14.FORCE MAJURE: Any delays in or any failure of performance by APS under this Agreement shall not constitute default or give rise to any claims for damages by PowerLink Digital Partners 1, Inc. if and to the extent caused by acts of God (such as hurricanes, storms, tornadoes, blizzards, earthquakes, flood, etc.); acts, rules, or regulations of governmental authority; sabotage; insurrection; terrorism; difficulties or delay in public transportation or in public or postal delivery services; inability to obtain suitable supply of information or materials, as and when required; or by any other circumstances beyond the reasonable control APS whether of a similar or dissimilar nature.
   
15.GENERAL: The terms and conditions herein set forth contain the sole and entire agreement between APS and PowerLink Digital Partners 1, Inc. and supersede all prior discussions, and shall not be modified or amended except by an instrument in writing signed by or on behalf of both APS and PowerLink Digital Partners 1, Inc. and delivered according to section “MODIFICATIONS” section described below.
   
16.MODIFICATIONS: APS and PowerLink Digital Partners 1, Inc. shall mutually agree to any and all modifications and/or changes pertaining to the Terms & Conditions in writing prior to the implementation of such modifications and/or changes.
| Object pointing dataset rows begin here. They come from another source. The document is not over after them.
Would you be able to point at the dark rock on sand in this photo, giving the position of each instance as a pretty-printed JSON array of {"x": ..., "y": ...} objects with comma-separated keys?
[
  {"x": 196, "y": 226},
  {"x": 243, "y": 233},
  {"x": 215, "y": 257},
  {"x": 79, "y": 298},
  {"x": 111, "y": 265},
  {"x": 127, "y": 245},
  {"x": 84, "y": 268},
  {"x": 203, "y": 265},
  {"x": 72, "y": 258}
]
Any written documents shall be added to the Terms and Conditions as an Addendum attachment.
   
17.TERMINATION: Either party may terminate this agreement upon written notification by overnight courier, registered mail or certified mail, return receipt requested addressed to either party or email or facsimile. If this agreement is terminated by either party, PowerLink Digital Partners 1, Inc. shall only be liable for payment of those fees earned as a result of services performed or finished product made for PowerLink Digital Partners 1, Inc. by APS prior to the effective date of termination. The date of termination shall be the date set forth in such written notice. Any inventory remaining in APS’s facility upon termination shall be returned to PowerLink Digital Partners 1, Inc. at PowerLink Digital Partners 1, Inc. cost and the risk of loss shall be on PowerLink Digital Partners 1, Inc.
   
18.GOVERNING LAW: This agreement is subject to and shall be interpreted in accordance with the laws of the State of New Jersey.